Efeitos de ferroadas variam em cada pessoa
“Não é possível determinar quantas ferroadas irão colocar a pessoa em situação de risco”, afirma Benedito Barraviera, docente da Faculdade de Medicina de Botucatu (FMB). “Isso vai depender muito do sistema imunológico de cada um.”
O médico, que também foi um dos fundadores do Cevap, explica que existem dois tipos principais de acidentes. O primeiro ocorre quando a pessoa é alérgica. Nesses casos, apenas um ferrão pode ser suficiente para desencadear um choque anafilático, que consiste em uma reação alérgica grave e potencialmente fatal. “Nesses casos, o indivíduo deve receber uma injeção de adrenalina e atendimento médico imediato”, diz.

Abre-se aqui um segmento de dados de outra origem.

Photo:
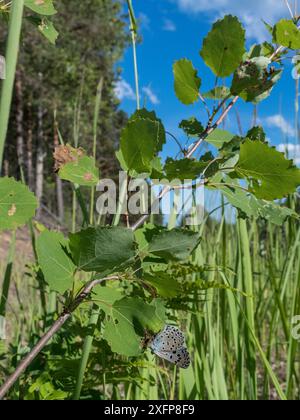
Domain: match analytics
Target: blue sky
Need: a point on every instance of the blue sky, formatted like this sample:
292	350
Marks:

Outro tipo de acidente ocorre quando uma pessoa não alérgica é picada por muitas abelhas simultaneamente. Nesses casos, o excesso de veneno pode causar intoxicação, com complicações neurológicas e renais. Por fim, o médico também chama a atenção para o fato de que o veneno pode gerar um torpor neurológico com potencial de desencadear parada cardiorrespiratória.
Barraviera destaca que a falta de um soro específico contra ferroadas de abelhas africanizadas aumenta as chances de complicações em casos de intoxicação e torna o tratamento mais caro e de difícil previsibilidade dos resultados. “O protocolo atual é aplicar apenas o tratamento para os sintomas. Se o soro antiapílico desenvolvido pelo Cevap já estivesse disponível no Sistema Único de Saúde (SUS), seria possível lidar com todas essas complicações de uma só vez e com mais segurança”, diz.
É preciso manter a calma na presença de abelhas
Na ausência de tratamentos específicos, o melhor é redobrar a atenção para evitar acidentes graves. A recomendação dos especialistas é nunca manusear a colmeia, não fazer uso de inseticidas e venenos, evitar movimentos bruscos e ruidosos próximos ao ninho, isolar o local e chamar a Defesa Civil, os bombeiros ou uma empresa especializada em remoção.